I have spent many years looking at Mt Hutt without ever having been up there, so with David having access to the key of the road gate, this was not an opportunity to be missed.
Two carloads of us, nine people in all, plus an assortment of bikes, therefore drove up to the ski field car park. There was a bit of snow present, but not enough to cause any problems, and we gradually zigzagged our way up onto the upper slopes which were surprisingly devoid of any vegetation. Justine’s boy, Conan, was a reluctant starter, and mum had to spend a lot of time coaxing him along. My sister, Margaret, who lives in Tasmania was surprised at the broken nature of the under laying rock, so she spent a lot of time trying to keep her balance. (Tasmania consists of nice firm dolerite). Anyway, lunch was enjoyed at the top of the lift tow looking down onto the patchwork of farming of the Canterbury Plains. A perfect autumn day.

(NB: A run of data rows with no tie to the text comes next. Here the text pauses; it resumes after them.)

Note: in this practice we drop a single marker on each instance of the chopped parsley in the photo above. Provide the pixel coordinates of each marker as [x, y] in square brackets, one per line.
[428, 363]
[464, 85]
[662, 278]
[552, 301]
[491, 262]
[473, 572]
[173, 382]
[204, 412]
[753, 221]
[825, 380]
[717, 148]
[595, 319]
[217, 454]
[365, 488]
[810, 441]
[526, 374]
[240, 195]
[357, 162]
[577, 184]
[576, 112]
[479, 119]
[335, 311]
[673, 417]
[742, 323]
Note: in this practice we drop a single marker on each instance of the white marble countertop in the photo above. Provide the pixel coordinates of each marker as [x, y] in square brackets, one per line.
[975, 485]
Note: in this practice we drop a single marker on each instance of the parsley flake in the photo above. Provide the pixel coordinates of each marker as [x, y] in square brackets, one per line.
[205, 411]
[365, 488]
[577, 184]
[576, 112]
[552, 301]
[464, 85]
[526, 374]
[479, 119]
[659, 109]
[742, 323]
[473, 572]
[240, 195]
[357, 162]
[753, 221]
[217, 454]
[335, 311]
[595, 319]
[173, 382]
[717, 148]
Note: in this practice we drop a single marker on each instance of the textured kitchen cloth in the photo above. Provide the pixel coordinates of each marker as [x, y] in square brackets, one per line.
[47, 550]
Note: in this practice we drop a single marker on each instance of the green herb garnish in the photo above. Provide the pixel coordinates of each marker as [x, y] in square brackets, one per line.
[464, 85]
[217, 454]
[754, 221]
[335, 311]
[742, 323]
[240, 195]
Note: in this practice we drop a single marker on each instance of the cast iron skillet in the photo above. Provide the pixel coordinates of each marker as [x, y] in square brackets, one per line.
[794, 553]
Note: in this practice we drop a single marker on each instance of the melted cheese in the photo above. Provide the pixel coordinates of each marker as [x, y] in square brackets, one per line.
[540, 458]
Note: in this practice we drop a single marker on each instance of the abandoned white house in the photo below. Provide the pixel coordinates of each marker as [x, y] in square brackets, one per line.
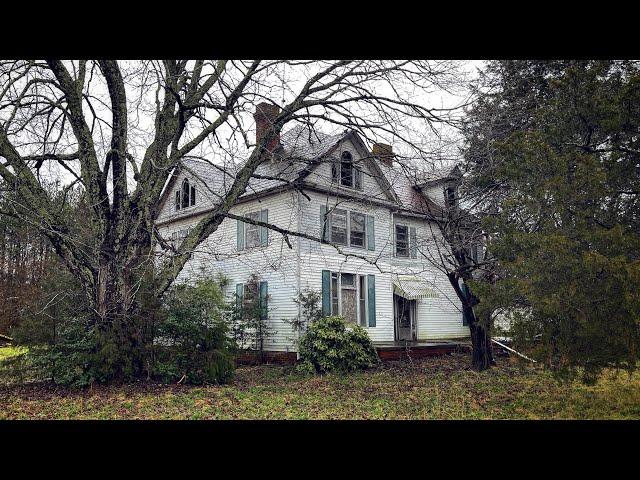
[371, 265]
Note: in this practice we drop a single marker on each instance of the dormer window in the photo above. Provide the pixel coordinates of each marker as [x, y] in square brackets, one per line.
[345, 173]
[186, 195]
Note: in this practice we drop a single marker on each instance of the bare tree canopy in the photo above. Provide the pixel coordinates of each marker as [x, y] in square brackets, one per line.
[118, 130]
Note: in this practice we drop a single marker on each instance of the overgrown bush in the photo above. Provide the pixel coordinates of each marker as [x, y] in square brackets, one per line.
[329, 345]
[192, 341]
[182, 337]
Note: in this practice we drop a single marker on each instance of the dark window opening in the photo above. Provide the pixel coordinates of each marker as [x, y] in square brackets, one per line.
[402, 241]
[346, 170]
[450, 196]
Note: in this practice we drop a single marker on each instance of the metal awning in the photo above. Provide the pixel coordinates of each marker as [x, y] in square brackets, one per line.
[412, 288]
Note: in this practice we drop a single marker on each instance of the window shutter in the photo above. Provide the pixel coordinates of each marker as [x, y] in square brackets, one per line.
[239, 292]
[371, 234]
[371, 294]
[325, 224]
[413, 246]
[263, 301]
[326, 293]
[264, 231]
[240, 234]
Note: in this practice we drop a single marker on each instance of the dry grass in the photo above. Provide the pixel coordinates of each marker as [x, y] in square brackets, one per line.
[435, 388]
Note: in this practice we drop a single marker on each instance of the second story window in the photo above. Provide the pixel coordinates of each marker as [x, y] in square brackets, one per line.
[345, 173]
[250, 235]
[450, 196]
[185, 196]
[357, 230]
[252, 231]
[406, 241]
[345, 227]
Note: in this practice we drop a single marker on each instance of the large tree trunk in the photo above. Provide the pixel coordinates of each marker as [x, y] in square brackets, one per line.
[481, 350]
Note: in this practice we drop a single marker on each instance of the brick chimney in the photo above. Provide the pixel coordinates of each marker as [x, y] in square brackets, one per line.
[384, 152]
[264, 117]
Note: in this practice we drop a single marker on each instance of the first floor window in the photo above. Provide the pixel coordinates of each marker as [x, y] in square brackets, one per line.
[357, 230]
[402, 241]
[252, 231]
[348, 297]
[362, 300]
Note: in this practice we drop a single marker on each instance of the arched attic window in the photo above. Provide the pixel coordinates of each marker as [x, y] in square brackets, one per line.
[186, 195]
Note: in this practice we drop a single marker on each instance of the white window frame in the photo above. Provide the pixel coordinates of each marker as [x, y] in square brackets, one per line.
[361, 317]
[348, 214]
[395, 240]
[179, 194]
[251, 226]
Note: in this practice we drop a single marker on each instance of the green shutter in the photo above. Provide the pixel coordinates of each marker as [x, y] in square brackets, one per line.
[240, 234]
[264, 231]
[326, 293]
[371, 234]
[263, 301]
[413, 246]
[239, 292]
[371, 294]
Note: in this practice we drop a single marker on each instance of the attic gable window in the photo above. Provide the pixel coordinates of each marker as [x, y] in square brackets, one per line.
[185, 196]
[339, 226]
[345, 173]
[450, 196]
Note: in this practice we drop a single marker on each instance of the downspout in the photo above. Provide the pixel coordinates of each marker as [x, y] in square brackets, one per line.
[298, 214]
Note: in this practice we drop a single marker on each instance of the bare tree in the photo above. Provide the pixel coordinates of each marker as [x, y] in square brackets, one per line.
[120, 129]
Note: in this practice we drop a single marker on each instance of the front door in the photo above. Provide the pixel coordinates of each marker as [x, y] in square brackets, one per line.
[403, 312]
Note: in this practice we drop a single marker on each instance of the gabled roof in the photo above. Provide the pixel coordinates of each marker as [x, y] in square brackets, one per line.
[302, 150]
[437, 175]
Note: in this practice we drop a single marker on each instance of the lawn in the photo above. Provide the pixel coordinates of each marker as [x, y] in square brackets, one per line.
[434, 388]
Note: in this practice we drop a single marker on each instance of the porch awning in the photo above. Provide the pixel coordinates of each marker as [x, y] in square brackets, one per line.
[412, 288]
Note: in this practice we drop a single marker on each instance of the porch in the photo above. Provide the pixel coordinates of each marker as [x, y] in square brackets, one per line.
[405, 349]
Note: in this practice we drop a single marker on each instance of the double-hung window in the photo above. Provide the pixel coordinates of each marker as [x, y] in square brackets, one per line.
[344, 227]
[249, 234]
[406, 244]
[339, 226]
[357, 230]
[402, 241]
[185, 196]
[252, 231]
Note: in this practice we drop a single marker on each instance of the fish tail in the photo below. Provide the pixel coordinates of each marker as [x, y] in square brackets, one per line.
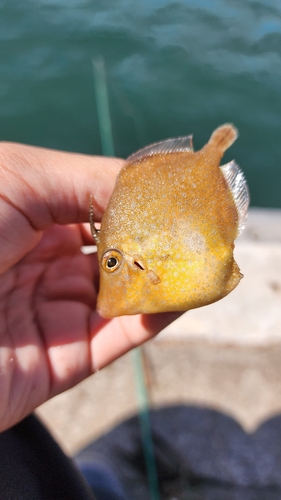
[223, 137]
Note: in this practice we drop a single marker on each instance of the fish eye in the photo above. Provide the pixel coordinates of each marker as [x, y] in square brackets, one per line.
[111, 260]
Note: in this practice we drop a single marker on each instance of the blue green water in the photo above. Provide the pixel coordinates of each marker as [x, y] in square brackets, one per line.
[173, 68]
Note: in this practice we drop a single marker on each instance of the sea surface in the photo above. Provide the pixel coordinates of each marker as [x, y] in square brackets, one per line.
[173, 68]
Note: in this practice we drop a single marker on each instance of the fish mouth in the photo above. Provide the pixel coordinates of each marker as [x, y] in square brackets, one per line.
[138, 261]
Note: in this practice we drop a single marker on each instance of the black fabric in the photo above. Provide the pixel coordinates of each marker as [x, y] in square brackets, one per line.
[33, 467]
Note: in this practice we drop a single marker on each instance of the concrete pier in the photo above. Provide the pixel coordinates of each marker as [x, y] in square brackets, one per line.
[226, 356]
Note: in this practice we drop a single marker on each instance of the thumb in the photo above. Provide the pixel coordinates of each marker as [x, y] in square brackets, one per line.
[41, 187]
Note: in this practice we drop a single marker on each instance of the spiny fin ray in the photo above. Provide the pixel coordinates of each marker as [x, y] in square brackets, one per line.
[179, 145]
[223, 137]
[237, 184]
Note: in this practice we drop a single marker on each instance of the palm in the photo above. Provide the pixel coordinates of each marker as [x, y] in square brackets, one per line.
[51, 336]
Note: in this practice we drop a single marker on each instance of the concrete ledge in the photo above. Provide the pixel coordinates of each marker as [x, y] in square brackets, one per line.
[225, 356]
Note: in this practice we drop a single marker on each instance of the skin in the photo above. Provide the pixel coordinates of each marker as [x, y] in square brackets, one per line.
[51, 336]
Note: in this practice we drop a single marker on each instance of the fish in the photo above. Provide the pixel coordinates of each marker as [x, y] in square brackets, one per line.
[166, 238]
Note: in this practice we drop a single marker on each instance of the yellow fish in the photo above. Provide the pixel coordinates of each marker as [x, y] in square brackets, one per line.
[167, 236]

The summit was still away off to the northwest, so a short descent took us down onto the long summit ridge. Good views of the upper Rakaia from here, familiar territory for David from his mustering days. Towards the top the going was nasty-looking and steep, so most of us chickened out, but David was not perturbed, he just stuck his pole in, mustering style, and ascended the awkward gut, so he reached the actual summit. The return was without incident, and we reached the car park at about 4 o’clock. All was not over for some of the party, though. Christine, Justine and her three children donned biking gear, and pedalled (or freewheeled) down the road, with the cars following behind to pick up the pieces where necessary.
This trip was performed in the nick of time, as a few days later there was heavy rain and snow, that would have fouled things up.
Those present, David, Christine, Catherine, Justine and three children, Margaret and Robert.
Looking down the Rakaia River, Banks Peninsula in Background.